It is only as a language is written down that it becomes possible to think about it. The acoustic medium, being incapable of visualization, did not achieve recognition as a phenomenon wholly separate from the person who used it. But in the alphabetized document the medium became objectified. There it was, reproduced perfectly in the alphabet… no longer just a function of “me” the speaker but a document with an independent existence. (Havelock as cited in Schlain, 1998, p. 64)
Writing has a life of its own. A spoken conversation is lost once it is finished, reliant on the recall of the participants, and the inevitable biases of their perception. It is easy to look back on conversation and misremember where the meaning and emphasis lay. Furthermore in order to share that conversation it must be passed through the unreliable filters of the mind, paraphrased, adulterated. But the written word lives on in its form, just as it was set down. For better or worse it goes out into the word blind to its witnesses: Telling its message over and over for as long as it exists or at least as long as there is someone to come across it and read it.
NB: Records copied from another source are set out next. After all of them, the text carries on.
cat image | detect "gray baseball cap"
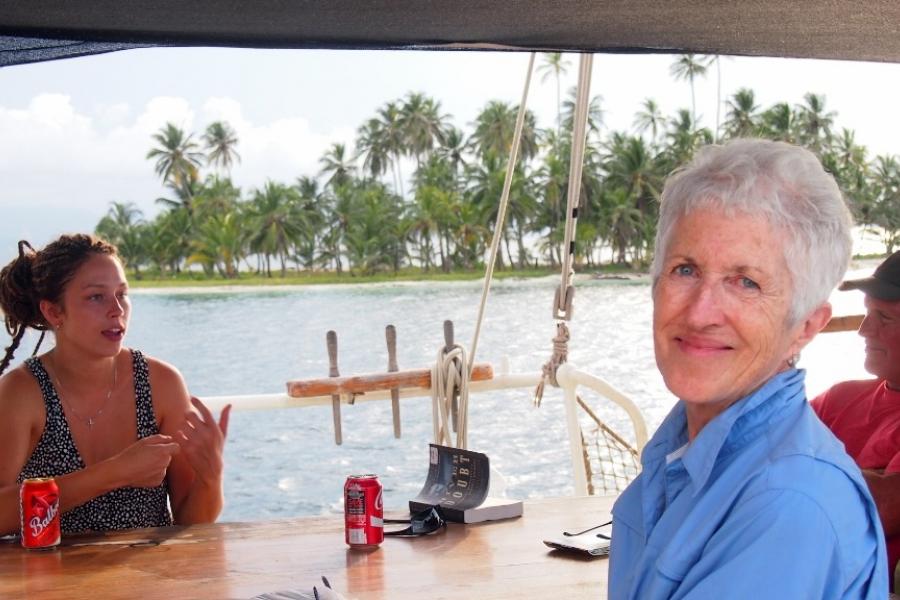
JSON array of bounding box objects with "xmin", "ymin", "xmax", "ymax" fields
[{"xmin": 839, "ymin": 250, "xmax": 900, "ymax": 301}]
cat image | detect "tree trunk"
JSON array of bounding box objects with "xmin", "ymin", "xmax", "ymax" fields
[
  {"xmin": 515, "ymin": 223, "xmax": 528, "ymax": 268},
  {"xmin": 438, "ymin": 232, "xmax": 448, "ymax": 273}
]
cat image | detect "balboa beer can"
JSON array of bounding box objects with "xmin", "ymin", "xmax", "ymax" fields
[
  {"xmin": 344, "ymin": 474, "xmax": 383, "ymax": 548},
  {"xmin": 20, "ymin": 477, "xmax": 61, "ymax": 549}
]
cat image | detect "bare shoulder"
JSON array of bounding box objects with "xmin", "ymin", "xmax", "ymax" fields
[
  {"xmin": 0, "ymin": 363, "xmax": 45, "ymax": 430},
  {"xmin": 140, "ymin": 353, "xmax": 191, "ymax": 418},
  {"xmin": 142, "ymin": 354, "xmax": 184, "ymax": 385}
]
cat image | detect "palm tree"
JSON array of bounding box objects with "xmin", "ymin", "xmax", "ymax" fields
[
  {"xmin": 601, "ymin": 187, "xmax": 645, "ymax": 265},
  {"xmin": 95, "ymin": 201, "xmax": 147, "ymax": 276},
  {"xmin": 604, "ymin": 136, "xmax": 662, "ymax": 220},
  {"xmin": 247, "ymin": 181, "xmax": 306, "ymax": 276},
  {"xmin": 723, "ymin": 88, "xmax": 760, "ymax": 139},
  {"xmin": 796, "ymin": 93, "xmax": 836, "ymax": 154},
  {"xmin": 150, "ymin": 206, "xmax": 192, "ymax": 274},
  {"xmin": 537, "ymin": 53, "xmax": 571, "ymax": 141},
  {"xmin": 400, "ymin": 92, "xmax": 449, "ymax": 169},
  {"xmin": 356, "ymin": 118, "xmax": 392, "ymax": 184},
  {"xmin": 192, "ymin": 175, "xmax": 241, "ymax": 223},
  {"xmin": 760, "ymin": 102, "xmax": 797, "ymax": 143},
  {"xmin": 155, "ymin": 168, "xmax": 201, "ymax": 218},
  {"xmin": 377, "ymin": 101, "xmax": 408, "ymax": 198},
  {"xmin": 669, "ymin": 54, "xmax": 711, "ymax": 125},
  {"xmin": 872, "ymin": 155, "xmax": 900, "ymax": 253},
  {"xmin": 825, "ymin": 128, "xmax": 870, "ymax": 223},
  {"xmin": 202, "ymin": 121, "xmax": 241, "ymax": 176},
  {"xmin": 188, "ymin": 211, "xmax": 246, "ymax": 278},
  {"xmin": 319, "ymin": 143, "xmax": 356, "ymax": 190},
  {"xmin": 663, "ymin": 109, "xmax": 714, "ymax": 170},
  {"xmin": 343, "ymin": 182, "xmax": 405, "ymax": 274},
  {"xmin": 633, "ymin": 98, "xmax": 664, "ymax": 147},
  {"xmin": 147, "ymin": 123, "xmax": 205, "ymax": 186},
  {"xmin": 469, "ymin": 101, "xmax": 539, "ymax": 163},
  {"xmin": 534, "ymin": 143, "xmax": 569, "ymax": 266},
  {"xmin": 560, "ymin": 87, "xmax": 604, "ymax": 138}
]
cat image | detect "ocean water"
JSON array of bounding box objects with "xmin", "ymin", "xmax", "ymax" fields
[{"xmin": 10, "ymin": 272, "xmax": 871, "ymax": 521}]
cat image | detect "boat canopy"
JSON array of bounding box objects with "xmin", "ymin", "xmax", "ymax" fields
[{"xmin": 2, "ymin": 1, "xmax": 900, "ymax": 67}]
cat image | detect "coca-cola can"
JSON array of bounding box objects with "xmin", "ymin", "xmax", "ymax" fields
[
  {"xmin": 344, "ymin": 474, "xmax": 383, "ymax": 549},
  {"xmin": 20, "ymin": 477, "xmax": 61, "ymax": 549}
]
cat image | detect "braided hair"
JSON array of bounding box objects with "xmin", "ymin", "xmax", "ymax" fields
[{"xmin": 0, "ymin": 234, "xmax": 118, "ymax": 375}]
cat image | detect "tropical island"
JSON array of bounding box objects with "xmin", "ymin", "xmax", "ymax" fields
[{"xmin": 94, "ymin": 54, "xmax": 899, "ymax": 286}]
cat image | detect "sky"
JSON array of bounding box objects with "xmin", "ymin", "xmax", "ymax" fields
[{"xmin": 1, "ymin": 47, "xmax": 900, "ymax": 255}]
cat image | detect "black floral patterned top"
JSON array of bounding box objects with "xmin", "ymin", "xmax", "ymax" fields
[{"xmin": 18, "ymin": 349, "xmax": 173, "ymax": 532}]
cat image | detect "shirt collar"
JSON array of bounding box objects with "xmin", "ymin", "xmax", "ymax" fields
[{"xmin": 644, "ymin": 368, "xmax": 807, "ymax": 492}]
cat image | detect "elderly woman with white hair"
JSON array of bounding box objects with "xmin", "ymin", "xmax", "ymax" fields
[{"xmin": 608, "ymin": 139, "xmax": 886, "ymax": 599}]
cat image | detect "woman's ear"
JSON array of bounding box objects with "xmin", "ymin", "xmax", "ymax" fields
[
  {"xmin": 39, "ymin": 299, "xmax": 63, "ymax": 329},
  {"xmin": 788, "ymin": 302, "xmax": 833, "ymax": 357}
]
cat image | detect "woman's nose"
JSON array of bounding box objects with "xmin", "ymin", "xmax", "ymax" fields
[
  {"xmin": 684, "ymin": 281, "xmax": 726, "ymax": 328},
  {"xmin": 109, "ymin": 297, "xmax": 125, "ymax": 316}
]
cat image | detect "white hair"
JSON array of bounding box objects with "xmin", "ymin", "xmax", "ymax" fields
[{"xmin": 650, "ymin": 138, "xmax": 853, "ymax": 325}]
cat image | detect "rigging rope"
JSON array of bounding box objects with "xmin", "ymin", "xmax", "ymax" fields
[
  {"xmin": 432, "ymin": 53, "xmax": 536, "ymax": 450},
  {"xmin": 534, "ymin": 53, "xmax": 593, "ymax": 406}
]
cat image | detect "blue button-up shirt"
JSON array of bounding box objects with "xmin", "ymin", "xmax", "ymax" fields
[{"xmin": 609, "ymin": 369, "xmax": 886, "ymax": 599}]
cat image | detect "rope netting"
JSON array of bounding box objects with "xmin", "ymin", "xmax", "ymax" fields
[{"xmin": 577, "ymin": 396, "xmax": 640, "ymax": 495}]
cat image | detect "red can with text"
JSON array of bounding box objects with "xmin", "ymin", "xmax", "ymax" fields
[
  {"xmin": 20, "ymin": 478, "xmax": 61, "ymax": 549},
  {"xmin": 344, "ymin": 474, "xmax": 383, "ymax": 549}
]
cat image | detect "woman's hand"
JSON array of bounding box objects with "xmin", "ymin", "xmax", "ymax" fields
[
  {"xmin": 109, "ymin": 434, "xmax": 181, "ymax": 488},
  {"xmin": 175, "ymin": 397, "xmax": 231, "ymax": 486}
]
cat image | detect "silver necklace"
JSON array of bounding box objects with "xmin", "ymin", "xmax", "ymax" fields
[{"xmin": 53, "ymin": 358, "xmax": 118, "ymax": 429}]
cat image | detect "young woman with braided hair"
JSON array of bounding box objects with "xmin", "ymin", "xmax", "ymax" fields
[{"xmin": 0, "ymin": 234, "xmax": 231, "ymax": 534}]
Writing also spans time in a way a spoken conversation cannot. Writing is always projected forward in time, “The written word’s message is deciphered sometime in the future and usually in another location” (p. 43), and conversely when we read we are inevitably looking backwards in time.
The written word is essentially immortal. To a hyper-conscious primate who had become aware that death was inevitable, the discovery of a method to project one’s self beyond a single life span seemed nothing less than miraculous. (p. 79).
Writing therefore becomes an artefact, a communication that is somewhat solidified (rather than hanging on the air like the spoken word), it becomes a text. It can be pretty, poetic, meaningful, functional, even nonsensical, but once it is set down it becomes more than its author. It gains its own lifespan that is unpredictable, it might last a single day (like a shopping list) or hundreds of years (like a Shakespeare play), it may last longer than its writer ever intended it to.